In People v. Diaz (62 AD3d 157, 876 NYS2d 69, 2009 NY Slip Op 1993 [2009]) the Appellate Division, Second Department thoughtfully examined the case law involving CPL 250.10. The court was prompted to answer the question of whether a defendant who only offers lay testimony in support of the defense of EED is required pursuant to CPL 250.10 to serve and file a notice of intent to proffer psychiatric evidence and to submit to an examination by a psychiatrist designated by the People. Diaz involved a defendant who strangled his former girlfriend to death. Defendant testified that the night of the murder, he visited the victim at her apartment where he beat and strangled her after an argument. The defendant testified that the victim had told him that the youngest of his two children had been fathered by another man which in the defendant's words made him go "crazy." On the eve of trial Supreme Court Justice John M. Leventhal granted the defendant leave to serve a late notice of intent pursuant to CPL 250.10. Thereafter the People requested that the defendant be examined by their own expert, which the defense objected to because the defendant intended to establish EED through lay testimony only.
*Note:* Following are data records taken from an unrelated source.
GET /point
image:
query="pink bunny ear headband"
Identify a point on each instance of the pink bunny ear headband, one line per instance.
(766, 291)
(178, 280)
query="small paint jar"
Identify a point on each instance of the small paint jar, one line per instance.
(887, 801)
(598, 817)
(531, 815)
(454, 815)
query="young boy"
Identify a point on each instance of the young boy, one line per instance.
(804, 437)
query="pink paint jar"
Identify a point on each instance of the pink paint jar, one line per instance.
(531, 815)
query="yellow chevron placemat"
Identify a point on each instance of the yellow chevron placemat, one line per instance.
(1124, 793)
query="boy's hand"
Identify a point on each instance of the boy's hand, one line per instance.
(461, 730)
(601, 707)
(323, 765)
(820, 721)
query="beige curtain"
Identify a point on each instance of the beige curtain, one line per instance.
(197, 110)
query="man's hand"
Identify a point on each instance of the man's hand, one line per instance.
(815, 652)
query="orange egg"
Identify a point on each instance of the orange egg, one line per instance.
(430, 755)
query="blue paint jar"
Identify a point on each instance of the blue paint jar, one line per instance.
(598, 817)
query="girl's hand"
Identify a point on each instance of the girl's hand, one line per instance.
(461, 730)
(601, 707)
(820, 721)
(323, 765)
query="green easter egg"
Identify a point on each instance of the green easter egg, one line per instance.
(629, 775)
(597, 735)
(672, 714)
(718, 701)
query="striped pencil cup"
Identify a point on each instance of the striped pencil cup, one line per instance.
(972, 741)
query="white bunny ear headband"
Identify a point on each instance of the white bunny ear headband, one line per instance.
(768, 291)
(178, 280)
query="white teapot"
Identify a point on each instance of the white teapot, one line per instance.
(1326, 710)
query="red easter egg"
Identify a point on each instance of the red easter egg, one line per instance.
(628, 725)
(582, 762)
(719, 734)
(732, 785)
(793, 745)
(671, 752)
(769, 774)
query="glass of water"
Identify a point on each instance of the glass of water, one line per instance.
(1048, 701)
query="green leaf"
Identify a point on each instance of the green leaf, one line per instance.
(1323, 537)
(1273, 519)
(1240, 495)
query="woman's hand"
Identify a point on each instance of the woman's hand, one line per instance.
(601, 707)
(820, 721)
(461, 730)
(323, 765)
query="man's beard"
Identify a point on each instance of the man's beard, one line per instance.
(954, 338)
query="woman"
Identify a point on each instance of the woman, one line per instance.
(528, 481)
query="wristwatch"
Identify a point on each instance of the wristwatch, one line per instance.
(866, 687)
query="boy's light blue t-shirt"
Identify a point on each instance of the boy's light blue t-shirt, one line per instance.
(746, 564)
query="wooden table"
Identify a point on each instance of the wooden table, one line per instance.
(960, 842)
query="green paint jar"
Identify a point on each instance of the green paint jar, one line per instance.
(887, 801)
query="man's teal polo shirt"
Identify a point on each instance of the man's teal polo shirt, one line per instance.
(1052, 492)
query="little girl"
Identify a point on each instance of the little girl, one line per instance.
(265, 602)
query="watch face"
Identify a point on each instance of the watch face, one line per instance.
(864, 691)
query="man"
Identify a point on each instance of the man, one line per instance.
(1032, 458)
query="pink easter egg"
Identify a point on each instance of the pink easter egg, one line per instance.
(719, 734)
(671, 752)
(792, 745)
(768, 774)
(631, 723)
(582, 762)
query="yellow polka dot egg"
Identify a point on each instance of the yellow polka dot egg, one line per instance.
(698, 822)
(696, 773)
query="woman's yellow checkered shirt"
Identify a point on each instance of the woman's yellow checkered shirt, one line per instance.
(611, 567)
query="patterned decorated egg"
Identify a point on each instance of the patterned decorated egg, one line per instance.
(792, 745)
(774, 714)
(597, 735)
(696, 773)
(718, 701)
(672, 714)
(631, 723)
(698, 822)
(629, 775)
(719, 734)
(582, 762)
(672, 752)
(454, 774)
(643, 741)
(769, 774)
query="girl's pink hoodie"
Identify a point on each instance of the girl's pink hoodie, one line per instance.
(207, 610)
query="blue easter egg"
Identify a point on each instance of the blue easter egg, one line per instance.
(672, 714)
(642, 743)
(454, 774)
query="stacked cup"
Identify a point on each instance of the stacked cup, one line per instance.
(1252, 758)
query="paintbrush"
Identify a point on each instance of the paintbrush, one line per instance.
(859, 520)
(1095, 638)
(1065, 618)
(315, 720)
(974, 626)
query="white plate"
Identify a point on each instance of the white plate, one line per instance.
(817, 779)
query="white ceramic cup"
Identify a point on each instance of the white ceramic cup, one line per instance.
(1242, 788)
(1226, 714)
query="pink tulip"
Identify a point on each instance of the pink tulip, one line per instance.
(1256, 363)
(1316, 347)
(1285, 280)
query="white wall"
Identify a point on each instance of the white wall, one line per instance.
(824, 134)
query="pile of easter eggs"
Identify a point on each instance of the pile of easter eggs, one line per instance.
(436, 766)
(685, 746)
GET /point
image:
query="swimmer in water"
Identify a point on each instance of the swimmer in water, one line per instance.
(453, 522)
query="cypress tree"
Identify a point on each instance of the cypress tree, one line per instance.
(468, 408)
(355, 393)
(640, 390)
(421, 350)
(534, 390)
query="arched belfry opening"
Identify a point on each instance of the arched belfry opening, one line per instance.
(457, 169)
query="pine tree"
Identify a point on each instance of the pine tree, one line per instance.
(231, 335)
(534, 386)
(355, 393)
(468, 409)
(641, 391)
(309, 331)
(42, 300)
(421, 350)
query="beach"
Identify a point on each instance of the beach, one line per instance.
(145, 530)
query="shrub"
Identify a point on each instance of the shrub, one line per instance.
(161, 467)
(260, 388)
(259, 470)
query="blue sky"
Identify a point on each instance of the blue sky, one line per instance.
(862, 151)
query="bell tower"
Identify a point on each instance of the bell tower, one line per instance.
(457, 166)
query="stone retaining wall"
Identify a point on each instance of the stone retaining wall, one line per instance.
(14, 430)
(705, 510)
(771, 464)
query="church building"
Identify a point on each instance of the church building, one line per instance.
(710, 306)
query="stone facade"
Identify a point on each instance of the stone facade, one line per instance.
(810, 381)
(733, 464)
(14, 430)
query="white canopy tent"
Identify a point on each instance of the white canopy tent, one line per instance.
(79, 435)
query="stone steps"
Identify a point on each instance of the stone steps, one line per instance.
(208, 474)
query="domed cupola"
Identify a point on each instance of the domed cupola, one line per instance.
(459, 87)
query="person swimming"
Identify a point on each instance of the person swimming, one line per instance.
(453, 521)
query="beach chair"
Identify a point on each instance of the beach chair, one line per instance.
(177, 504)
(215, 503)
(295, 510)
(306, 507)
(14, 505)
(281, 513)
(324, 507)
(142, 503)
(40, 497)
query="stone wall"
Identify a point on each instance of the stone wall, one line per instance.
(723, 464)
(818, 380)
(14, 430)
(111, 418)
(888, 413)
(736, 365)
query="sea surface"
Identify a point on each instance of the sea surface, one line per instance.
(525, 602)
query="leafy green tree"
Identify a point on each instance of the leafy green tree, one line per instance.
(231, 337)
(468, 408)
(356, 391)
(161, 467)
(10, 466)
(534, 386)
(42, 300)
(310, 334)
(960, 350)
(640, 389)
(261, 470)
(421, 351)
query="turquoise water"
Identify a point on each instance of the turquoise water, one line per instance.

The court permitted the examination of the defendant by the People's own expert. Judge Leventhal issued a written decision determining the "admissib[le] and permissible scope of the People's expert testimony" (id. at 159) and found that "the court-ordered examination did not violate the defendant's Fifth Amendment right against self-incrimination because the testimony of the People's expert would only be admissible if the defendant waived that right by testifying to a mental state or to facts which the jury could infer his EED defense." (Id. at 160.) The Appellate Division affirmed Judge Leventhal's holding and further expressed that "if the defendant can raise the defense of EED through the submission of lay testimony, the People must be given an opportunity to counter that defense with relevant information from any source. To hold otherwise would allow a defendant to interpose the defense of EED on the eve of trial, as did the defendant here, without affording the People the opportunity to obtain evidence to counter the defense, thereby placing them at an unfair disadvantage." (Id. at 163.)